Chroniques

Clochard et taulards

Mauvais genre

Il y a des coïncidences amusantes. Je suis dans le train, plongé dans les mémoires de Charlie Bauer, «militant révolutionnaire d’extrême gauche» (comme le veut une célèbre encyclopédie en ligne), qui passa vingt-cinq années de son existence dans différentes prisons françaises. J’ai déjà dépassé les pages où Bauer évoque son compagnonnage avec Jacques Mesrine; mais j’ai encore en tête la phrase que «l’ennemi public numéro un» lui avait dite, un jour où ils faisaient bombance: «Ce qui est pris n’est plus à prendre et nous avons raison d’y prétendre.» Et voilà que dans ce train j’assiste à une petite scène qui entre en résonance avec la citation. Un homme d’une vingtaine d’années s’est levé, il se rend aux toilettes, en revient avec deux rouleaux de papier WC; et comme la jeune fille assise en face de lui le regarde d’un air interrogateur, il explique: «Je suis un clochard. Je n’ai rien. Alors je prends.»

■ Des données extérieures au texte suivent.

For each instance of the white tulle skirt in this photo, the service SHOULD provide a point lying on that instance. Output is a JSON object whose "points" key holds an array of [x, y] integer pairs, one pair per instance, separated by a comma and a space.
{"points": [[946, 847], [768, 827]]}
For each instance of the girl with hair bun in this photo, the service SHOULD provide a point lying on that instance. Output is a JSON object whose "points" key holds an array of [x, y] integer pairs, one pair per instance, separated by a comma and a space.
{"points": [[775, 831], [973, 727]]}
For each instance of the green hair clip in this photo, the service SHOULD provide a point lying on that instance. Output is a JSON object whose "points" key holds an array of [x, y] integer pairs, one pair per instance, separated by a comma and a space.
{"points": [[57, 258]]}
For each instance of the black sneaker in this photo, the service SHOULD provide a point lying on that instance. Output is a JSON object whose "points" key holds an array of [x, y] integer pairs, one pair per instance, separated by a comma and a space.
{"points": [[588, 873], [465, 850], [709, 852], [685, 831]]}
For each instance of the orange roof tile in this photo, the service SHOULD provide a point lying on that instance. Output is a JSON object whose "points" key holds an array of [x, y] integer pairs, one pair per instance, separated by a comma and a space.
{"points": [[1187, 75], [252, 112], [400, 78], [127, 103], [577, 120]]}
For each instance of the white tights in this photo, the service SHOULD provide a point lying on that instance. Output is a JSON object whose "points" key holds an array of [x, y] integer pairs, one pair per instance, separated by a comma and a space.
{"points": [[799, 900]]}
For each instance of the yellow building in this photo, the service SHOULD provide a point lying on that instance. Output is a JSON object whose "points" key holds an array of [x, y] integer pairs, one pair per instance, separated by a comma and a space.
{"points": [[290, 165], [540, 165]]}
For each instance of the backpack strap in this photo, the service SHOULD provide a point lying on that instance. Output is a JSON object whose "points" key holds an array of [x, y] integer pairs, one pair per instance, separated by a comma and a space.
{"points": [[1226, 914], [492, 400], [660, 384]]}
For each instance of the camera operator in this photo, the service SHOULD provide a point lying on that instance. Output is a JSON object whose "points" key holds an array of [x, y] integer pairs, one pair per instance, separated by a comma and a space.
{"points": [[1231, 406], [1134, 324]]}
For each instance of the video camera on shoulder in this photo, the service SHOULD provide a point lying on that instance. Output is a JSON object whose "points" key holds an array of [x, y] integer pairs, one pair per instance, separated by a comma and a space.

Un abîme sépare ces deux sortes de prises: Mesrine, après de multiples braquages, coups de feu, évasions, cavales et de nombreux meurtres revendiqués, avait enlevé et ensuite régulièrement racketté un milliardaire, s’offrant ainsi tous les produits de luxe qui lui permettaient de mener la grande vie. Le carottage du petit clochard pèse de peu de poids en comparaison. Mais c’est la réaction à ces actes et discours qui m’arrête. Au seul tintement de la «cloche», des lueurs émerveillées se sont allumées dans les yeux de la voisine de compartiment: tout un monde doit se dessiner en son esprit, dont elle voit l’incarnation physique devant elle; celui de la rue, avec ce qu’elle recèle de palpitant ou d’inquiétant; un monde de liberté, où tout s’offre à vous; où tout est bon à prendre. Et qu’importe que la suite du propos soit de la plus pure idéologie capitaliste, convoquant d’anonymes «milliardaires américains» qui étaient clochards, mais qui maintenant «font bosser plein de gens, ont plein de pognon», parce qu’ils savent ce que c’est que la rue! Qu’importe la logique, aussi: il suffit qu’on agite le grelot qui fait rêver – un mot, «clochard»: et c’est l’extase.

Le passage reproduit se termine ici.